A .NET repo indexed with the current command would produce a shallow, generic result because the agent wouldn't know to look for:

  • Discovery: *.sln, *.csproj, Directory.Build.props, Directory.Packages.props, global.json, nuget.config, appsettings.json, launchSettings.json
  • Architecture: Program.cs, Startup.cs, Host.CreateDefaultBuilder patterns, Controllers vs Minimal API endpoints, DbContext classes, IServiceCollection DI registrations, middleware pipelines
  • Conventions: Namespace-per-folder patterns, src//tests/ split, IOptions<T> configuration, attribute-based routing
  • Key files: ServiceCollectionExtensions, middleware classes, AutoMapper profiles, MediatR handlers, EF Core migrations

This same gap exists for Java (no pom.xml, build.gradle, Application.java, Spring annotations), Ruby (no Gemfile, config/routes.rb, Rails conventions), and every other ecosystem not explicitly listed.

Root cause

The problem is structural, not just a missing entry.
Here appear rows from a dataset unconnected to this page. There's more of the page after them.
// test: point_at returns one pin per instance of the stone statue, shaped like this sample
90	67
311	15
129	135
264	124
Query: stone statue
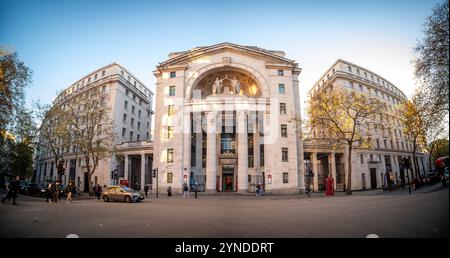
216	86
236	85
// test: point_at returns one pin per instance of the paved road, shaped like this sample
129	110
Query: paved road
425	213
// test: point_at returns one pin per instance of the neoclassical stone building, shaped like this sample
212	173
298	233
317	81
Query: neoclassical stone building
130	103
222	120
390	145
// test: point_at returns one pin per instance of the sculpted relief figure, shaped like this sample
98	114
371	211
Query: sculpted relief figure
216	86
236	85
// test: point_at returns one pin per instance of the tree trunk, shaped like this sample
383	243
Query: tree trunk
88	166
349	175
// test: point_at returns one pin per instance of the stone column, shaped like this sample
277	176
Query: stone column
211	154
315	171
125	167
242	151
332	161
142	171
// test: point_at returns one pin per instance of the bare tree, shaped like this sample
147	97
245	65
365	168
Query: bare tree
91	127
346	119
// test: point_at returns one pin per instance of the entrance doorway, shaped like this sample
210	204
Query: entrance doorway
227	178
373	178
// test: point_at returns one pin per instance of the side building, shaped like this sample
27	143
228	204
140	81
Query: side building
131	112
390	145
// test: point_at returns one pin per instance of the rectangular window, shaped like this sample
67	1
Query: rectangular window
284	131
284	154
172	91
283	108
281	89
285	178
171	111
169	132
169	155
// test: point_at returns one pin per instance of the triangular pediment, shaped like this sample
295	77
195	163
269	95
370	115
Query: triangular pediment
182	58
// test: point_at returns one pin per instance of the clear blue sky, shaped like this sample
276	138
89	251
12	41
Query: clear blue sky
63	40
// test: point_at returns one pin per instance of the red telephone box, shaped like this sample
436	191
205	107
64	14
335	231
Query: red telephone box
330	186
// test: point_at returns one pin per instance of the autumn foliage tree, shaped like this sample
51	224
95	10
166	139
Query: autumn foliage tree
346	117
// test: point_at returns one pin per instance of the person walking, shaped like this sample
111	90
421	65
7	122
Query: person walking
69	192
146	190
185	190
12	191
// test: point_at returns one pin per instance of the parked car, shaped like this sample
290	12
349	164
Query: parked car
37	190
121	193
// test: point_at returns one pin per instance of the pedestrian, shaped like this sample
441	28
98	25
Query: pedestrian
12	191
185	190
146	190
98	191
69	192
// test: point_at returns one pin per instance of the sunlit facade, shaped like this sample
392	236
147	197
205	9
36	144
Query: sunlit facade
389	144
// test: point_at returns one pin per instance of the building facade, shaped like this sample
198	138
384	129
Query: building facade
131	111
222	120
369	166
Adding more file names to the existing flat list would help marginally but:

  1. The prompt would bloat with every new ecosystem
  2. Phases 2-4 would still lack ecosystem-specific architectural guidance
  3. Maintenance burden grows linearly with each language added

Recommended Solution

Restructure the single /index command with a two-phase approach:

  1. Phase 0 (new): Auto-detect the ecosystem — Glob for manifest files (*.sln, *.csproj, package.json, Cargo.toml, go.mod, pyproject.toml, Gemfile, pom.xml, build.gradle, etc.) and determine the primary stack before beginning the deep dive

  2. Phases 1-4: Ecosystem-aware guidance via reference table — Replace the hardcoded file names with a lookup table that gives the agent specific guidance for whichever ecosystem it detected:

Ecosystem Manifest Entry Points Config Key Patterns to Find
.NET/C# *.sln, *.csproj, Directory.Build.props Program.cs, Startup.cs appsettings.json, launchSettings.json DI registrations, middleware pipeline, DbContext, Controllers/MinimalAPI
JS/TS package.json index.ts, App.tsx, main.ts tsconfig.json, .eslintrc Module system, imports, component patterns
Python pyproject.toml, setup.py main.py, app.py, __main__.py pyproject.toml, .env Decorators, __init__.py, framework patterns
Rust Cargo.toml main.rs, lib.rs Cargo.toml mod.rs, traits, derive macros
Go go.mod main.go, cmd/ go.mod Interfaces, packages, error handling patterns
Java pom.xml, build.gradle Application.java, Main.java application.properties/yml Annotations, Spring beans, dependency injection
Ruby Gemfile config.ru, app/ config/ Rails conventions, gems, middleware

This keeps UX simple (one command, no arguments needed), avoids prompt bloat, and gives the agent enough context to do a thorough job for any ecosystem.